Thursday, February 18, 2010
I never thought that the stroke of my luck would come in the sharpness of my words stabbing into others minds. I have been told all my life that I had a gift to gab but more often than not, I never thought anything about it. Words were the pillows of my thoughts, dreams, hopes and the rest of me. I never thought anything of it.
Today I speak, I look at others in the eyes when I allow the harmonies of each consonant and vowel fall from the markers on my mouths anxious release. I keep on speaking, I keep on thinking about what is was that I have to say, what it is that I need to say. I have to clear the weight off my chest and let the others know that I am here to provoke them and myself. I am never shy to talk or perform. The nervous jitters that mark your skin before you go on to the world stage seem to fade when I let go of the fear of what others think. I think. This was not about them, this was about me and my endless journey towards finding the highest creativity.
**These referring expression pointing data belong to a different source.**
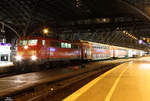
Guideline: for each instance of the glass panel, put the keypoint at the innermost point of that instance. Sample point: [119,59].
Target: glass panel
[43,42]
[63,45]
[32,42]
[23,42]
[69,45]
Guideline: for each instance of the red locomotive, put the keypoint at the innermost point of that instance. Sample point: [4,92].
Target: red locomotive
[41,49]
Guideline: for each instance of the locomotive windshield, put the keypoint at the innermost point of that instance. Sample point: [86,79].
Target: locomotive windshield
[28,42]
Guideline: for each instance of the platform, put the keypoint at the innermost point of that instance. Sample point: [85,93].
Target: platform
[126,82]
[5,64]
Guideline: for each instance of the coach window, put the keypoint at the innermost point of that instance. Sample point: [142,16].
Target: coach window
[43,42]
[63,45]
[69,45]
[23,42]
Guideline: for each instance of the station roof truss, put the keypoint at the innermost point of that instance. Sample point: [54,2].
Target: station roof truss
[77,16]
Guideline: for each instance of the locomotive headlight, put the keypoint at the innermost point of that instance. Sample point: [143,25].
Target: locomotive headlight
[18,58]
[33,57]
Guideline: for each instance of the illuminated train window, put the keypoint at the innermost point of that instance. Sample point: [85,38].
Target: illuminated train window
[43,42]
[23,42]
[65,45]
[32,42]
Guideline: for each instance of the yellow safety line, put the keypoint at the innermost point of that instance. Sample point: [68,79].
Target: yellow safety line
[110,93]
[82,90]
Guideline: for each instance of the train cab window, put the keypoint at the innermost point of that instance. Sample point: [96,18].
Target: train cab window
[32,42]
[43,42]
[23,42]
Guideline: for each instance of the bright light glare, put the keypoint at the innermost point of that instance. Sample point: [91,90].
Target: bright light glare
[18,58]
[25,47]
[33,57]
[45,31]
[140,41]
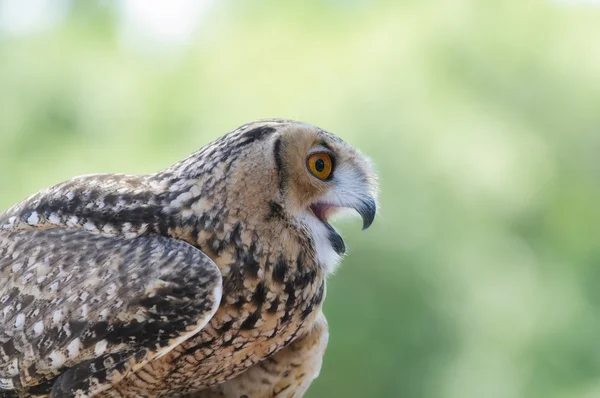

When I sleep beside her at night I have no words. I sit up and I look at her and I am speechless. I touch her and instead of feeling momentum, I feel still in the care of her tenderness. She teaches me with something new each day without always pressing her words. When I get greedy of her she reminds me to let her be free and grow so that she can return to me willingly. We speak in body language in moments when our desires overcome the rationalism of expression, no matter how verbose and articulate the diction.
She tells me "I desire every touch of your fingers on my pale skin. It fills me. I want to die in your arms." All of a sudden I seem to gain back words with a question in mind: could this be the beginning of a great unconditional love? Marc Antony and Cleopatra, I know how they must have felt. There is nothing discreet when your heart has nothing left to do but sing the gospel of loves tail.